Спрятав зеркальце, Зуек крепко взялся за мысль свою о начальнике. Сравнивая начальника в дедушке с этим новым молодым начальником, он с жаром стал на сторону молодого и даже ясно увидел, что именно привлекает его в молодом. Дедушка всегда с людьми хитрит и виляет, как будто нарочно путает глупых и так заставляет их делать все непременно по-своему. А новый начальник обращается прямо и приказывает, как имеющий власть.
– Вот себе бы так, – сказал Зуек и крепко задумался об этом: как бы и себе тоже выйти в такие начальники.
Мало-помалу все, кроме приезжих, вернулись к столу и заняли свои прежние места.
Потапыч, приглушив голос, спросил:
– Где у вас клеть-то?
И, увидев по качанию головой, что далеко и отсюда туда ничего не слышно, сказал:
– Жили вы тут в забытом краю, спали вы тут, как тюлени на солнышке, но помните, деточки, время вас углядело. Теперь всех оно вас переберет по косточкам, как и в других местах. Доехало, доехало и до вас…
Мироныч как будто немного смутился.
– Вот дело-то какое, государственное, – сказал он. – Хотят падун запереть. – И засмеялся недобрым смехом, повторяя: – Запереть, запереть…
А зятья за ним повторяли:
– Да уж, запереть!
– Что уж, так взяли, да и заперли!
VII. Крест и проволока
Две уточки, вытянув свои длинные шеи, летели вперед, как две пущенные сильной рукой стрелы, и одна из них попала на проволоку. К ногам старика в длинном староверском кафтане упала первая жертва строительства – дикая утка без головы.
Лицо старика передернулось злобой: в дикой уточке он нашел предлог отвести свою душу в сторону от нового времени и от всего, что оно с собою приносит.

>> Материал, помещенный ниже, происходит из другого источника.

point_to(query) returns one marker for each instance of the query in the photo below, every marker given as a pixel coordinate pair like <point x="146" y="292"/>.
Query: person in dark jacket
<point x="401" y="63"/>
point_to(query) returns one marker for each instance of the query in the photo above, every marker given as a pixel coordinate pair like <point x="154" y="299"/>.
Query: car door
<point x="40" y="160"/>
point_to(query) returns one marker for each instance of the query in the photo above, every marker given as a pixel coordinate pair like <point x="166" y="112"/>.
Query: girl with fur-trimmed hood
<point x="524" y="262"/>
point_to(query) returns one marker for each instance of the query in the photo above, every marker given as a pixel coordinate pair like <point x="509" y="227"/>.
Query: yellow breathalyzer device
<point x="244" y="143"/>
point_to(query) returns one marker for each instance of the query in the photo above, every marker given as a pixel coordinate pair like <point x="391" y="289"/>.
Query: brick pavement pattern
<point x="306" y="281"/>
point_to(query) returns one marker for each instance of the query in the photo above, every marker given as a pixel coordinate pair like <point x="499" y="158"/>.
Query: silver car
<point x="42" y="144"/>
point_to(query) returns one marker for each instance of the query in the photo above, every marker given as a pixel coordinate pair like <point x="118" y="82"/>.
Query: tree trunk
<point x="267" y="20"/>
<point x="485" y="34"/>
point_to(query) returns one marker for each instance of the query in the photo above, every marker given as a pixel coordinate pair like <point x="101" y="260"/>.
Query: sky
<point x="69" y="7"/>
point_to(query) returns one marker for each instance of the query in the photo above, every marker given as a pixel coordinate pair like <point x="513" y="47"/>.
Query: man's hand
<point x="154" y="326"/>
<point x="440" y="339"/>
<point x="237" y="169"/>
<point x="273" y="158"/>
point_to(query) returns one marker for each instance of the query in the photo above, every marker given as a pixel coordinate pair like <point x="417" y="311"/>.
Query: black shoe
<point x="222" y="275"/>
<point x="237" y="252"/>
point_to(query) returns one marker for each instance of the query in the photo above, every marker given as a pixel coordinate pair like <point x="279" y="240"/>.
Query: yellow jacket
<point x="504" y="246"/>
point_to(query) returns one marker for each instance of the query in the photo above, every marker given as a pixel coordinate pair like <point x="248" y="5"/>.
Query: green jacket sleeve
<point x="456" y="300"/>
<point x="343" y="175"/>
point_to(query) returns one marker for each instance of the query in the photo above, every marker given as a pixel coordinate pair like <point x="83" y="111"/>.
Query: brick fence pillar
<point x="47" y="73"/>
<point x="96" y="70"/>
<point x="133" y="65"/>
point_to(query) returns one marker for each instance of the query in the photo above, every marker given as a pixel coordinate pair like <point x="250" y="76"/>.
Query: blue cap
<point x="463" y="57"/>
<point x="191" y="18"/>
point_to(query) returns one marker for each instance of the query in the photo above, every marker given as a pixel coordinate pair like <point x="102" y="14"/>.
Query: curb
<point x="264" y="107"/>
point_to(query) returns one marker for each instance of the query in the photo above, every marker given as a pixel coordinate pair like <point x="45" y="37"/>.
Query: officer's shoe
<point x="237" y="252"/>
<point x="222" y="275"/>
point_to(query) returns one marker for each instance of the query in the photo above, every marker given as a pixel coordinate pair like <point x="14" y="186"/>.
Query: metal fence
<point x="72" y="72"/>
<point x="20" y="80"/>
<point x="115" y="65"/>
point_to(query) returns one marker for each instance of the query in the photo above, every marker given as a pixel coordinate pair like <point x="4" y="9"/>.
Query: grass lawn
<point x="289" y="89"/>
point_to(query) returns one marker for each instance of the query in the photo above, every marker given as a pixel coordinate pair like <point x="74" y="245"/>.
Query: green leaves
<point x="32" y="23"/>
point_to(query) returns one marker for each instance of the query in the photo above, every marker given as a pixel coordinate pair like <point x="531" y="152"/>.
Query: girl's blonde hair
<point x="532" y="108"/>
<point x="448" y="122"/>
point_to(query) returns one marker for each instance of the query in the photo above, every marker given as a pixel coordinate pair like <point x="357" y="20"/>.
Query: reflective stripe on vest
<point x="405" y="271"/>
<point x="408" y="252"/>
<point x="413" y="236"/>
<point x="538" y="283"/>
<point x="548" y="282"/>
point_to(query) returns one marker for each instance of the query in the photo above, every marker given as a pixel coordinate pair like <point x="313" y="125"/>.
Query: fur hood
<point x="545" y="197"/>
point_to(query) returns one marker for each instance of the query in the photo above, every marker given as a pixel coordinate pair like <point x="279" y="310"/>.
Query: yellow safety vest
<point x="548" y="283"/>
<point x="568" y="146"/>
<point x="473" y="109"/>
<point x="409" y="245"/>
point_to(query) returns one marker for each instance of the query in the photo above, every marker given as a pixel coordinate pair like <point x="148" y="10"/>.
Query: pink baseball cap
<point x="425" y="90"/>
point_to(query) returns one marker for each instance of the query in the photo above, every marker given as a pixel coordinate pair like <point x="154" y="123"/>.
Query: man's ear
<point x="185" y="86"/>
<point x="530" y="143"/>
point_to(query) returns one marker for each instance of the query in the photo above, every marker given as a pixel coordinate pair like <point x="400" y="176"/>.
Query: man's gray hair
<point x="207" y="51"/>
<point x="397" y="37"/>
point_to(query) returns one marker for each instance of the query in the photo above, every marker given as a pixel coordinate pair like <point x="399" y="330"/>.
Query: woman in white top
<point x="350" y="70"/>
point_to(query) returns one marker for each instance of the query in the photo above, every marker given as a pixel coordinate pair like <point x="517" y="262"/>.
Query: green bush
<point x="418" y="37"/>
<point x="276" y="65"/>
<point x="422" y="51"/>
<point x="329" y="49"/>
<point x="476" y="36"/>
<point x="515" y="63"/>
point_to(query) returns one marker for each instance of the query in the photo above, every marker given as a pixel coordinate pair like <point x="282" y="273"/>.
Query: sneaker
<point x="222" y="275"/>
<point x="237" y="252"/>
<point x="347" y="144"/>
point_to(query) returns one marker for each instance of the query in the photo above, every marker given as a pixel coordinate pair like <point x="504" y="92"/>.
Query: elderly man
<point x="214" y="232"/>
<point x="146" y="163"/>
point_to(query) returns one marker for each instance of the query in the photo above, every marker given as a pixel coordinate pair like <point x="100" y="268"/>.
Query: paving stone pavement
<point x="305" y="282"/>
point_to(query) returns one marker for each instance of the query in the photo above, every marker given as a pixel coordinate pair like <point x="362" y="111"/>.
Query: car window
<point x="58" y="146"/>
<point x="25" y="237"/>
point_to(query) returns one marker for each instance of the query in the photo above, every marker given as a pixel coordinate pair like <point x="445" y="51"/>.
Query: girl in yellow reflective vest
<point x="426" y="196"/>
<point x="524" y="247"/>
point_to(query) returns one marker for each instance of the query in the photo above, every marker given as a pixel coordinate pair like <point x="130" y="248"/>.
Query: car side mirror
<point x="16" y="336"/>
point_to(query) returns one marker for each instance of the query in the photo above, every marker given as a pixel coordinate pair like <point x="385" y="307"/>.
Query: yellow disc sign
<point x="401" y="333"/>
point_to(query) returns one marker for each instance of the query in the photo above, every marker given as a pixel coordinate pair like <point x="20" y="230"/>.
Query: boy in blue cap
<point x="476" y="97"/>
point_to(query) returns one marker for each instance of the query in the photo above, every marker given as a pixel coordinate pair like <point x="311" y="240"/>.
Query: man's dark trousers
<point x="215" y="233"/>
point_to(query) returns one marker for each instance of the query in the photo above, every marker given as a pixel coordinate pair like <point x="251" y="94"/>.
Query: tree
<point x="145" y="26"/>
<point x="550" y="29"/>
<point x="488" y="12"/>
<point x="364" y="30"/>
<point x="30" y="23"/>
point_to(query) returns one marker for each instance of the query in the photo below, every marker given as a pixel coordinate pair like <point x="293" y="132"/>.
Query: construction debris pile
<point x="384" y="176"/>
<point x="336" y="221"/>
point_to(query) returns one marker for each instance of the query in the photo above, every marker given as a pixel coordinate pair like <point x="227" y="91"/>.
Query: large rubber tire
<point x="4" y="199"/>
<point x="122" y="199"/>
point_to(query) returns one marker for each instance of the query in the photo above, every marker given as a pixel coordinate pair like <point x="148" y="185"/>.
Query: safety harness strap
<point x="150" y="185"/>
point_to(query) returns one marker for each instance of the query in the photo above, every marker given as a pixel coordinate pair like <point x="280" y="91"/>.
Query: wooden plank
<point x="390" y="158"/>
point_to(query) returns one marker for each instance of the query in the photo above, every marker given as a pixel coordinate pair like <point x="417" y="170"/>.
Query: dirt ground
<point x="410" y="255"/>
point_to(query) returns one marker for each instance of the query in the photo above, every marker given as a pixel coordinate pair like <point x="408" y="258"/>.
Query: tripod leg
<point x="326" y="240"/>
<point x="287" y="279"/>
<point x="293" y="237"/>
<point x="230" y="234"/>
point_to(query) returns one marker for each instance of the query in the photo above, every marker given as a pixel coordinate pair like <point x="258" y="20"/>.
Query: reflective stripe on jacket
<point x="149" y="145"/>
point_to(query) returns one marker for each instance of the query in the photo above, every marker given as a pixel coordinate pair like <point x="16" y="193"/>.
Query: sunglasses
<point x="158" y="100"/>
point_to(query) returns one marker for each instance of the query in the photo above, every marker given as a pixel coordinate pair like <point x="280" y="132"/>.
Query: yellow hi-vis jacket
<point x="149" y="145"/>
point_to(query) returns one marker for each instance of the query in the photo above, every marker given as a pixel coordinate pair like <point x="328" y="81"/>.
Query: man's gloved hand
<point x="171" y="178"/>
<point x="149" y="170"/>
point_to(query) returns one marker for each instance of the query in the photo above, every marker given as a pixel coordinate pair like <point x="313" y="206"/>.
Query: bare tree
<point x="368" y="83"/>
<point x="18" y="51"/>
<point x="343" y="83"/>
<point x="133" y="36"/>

Да это и Мироновна еще постоянно нам говорила, что под конец проволоки опутают весь белый свет и мы все в этих проволоках запутаемся, как мухи в паутинных сетях.
Пришло время, и во всех направлениях потянулись черные нити, по столбам, по деревьям, по кустарникам, а местами и прямо по самой земле, и даже кресты на староверском кладбище приняли на себя это дело Антихриста.
Вот и задумался тот старец в длинном кафтане.
– Пожалуй, так, – сказал он, – и в могиле не будет покоя человеку: проволока найдет нас и там.
Покачал старец головой над убитой уточкой, что-то еще прошептал про себя невнятное, а уточку все-таки не бросил и взял ее, ничего не сказав, но про себя, конечно, подумал: «Дома годится».
Так оно все пошло и пошло: с одной стороны, все никуда не годится, свет кончается, а с другой стороны – всем от строительства что-нибудь и перепадает, и нельзя это бросить, и все это годится там, где свет не кончается, а только-только вот начинается, и это место у всех называется домом, и так каждый что-нибудь от строительства тащит домой, и так – свет не кончается.
Старый Мироныч рассуждал, конечно, заодно со своими единоверцами, особенно когда в праздники проводил время свое за столом, за беседой. Но как только он брался за дело какое-нибудь, тут у него все рассуждения расходились как туман, и если кто-нибудь вмешивался в его дело с божественными словами, лукаво прищуривался и в раздумье сгребал обеими руками в один ком свою седую бородищу.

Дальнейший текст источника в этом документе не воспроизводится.